Abstract

Rat fibrinogen has been purified and compared with bovine and human fibrinogen with respect to a number of chemical characteristics, including molecular size, charge distribution, NH2-terminal amino acids, total amino acid composition, and interspecies immunological cross-reactivity. Although human and bovine fibrinogen demonstrated three nonidentical polypeptide chains by sodium dodecyl sulfate gel separations and by CM-cellulose separations, rat fibrinogen Aalpha and Bbeta chains exhibited identical molecular weight sizes as well as identical charges. The presence of two nonidentical chains in these preparations was shown by qualitative NH2-terminal sequence analyses. The gamma chain of rat fibrinogen was also shown to be quite distinct from the gamma chains of human and bovine fibrinogen in its elevated content of cysteinyl and methionyl residues. Rat fibrinogen possesses the first reported blocked gamma chain NH2-terminal amino acid of any species.
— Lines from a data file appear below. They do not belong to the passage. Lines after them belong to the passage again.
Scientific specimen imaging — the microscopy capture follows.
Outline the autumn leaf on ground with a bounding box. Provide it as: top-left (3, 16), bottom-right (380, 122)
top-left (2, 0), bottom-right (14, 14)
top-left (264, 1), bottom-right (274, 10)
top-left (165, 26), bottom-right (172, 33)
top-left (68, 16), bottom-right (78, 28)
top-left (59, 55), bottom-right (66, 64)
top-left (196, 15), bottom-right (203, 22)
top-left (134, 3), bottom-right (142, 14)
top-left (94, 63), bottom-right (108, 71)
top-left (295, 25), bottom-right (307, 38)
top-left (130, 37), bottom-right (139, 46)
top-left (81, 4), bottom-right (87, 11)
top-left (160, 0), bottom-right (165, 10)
It is concluded that, although many chemical properties of rat fibrinogen are unique, the basic molecular structure has remained consistent when compared with that of fibrinogen from the vertebrates studied thus far. Moreover, the inducibility of this system, together with the partial chemical characterization of the fibrinogen molecule, provides important information for the use of rat fibrinogen as a model system in studying the biosynthesis and assembly of this complex molecule.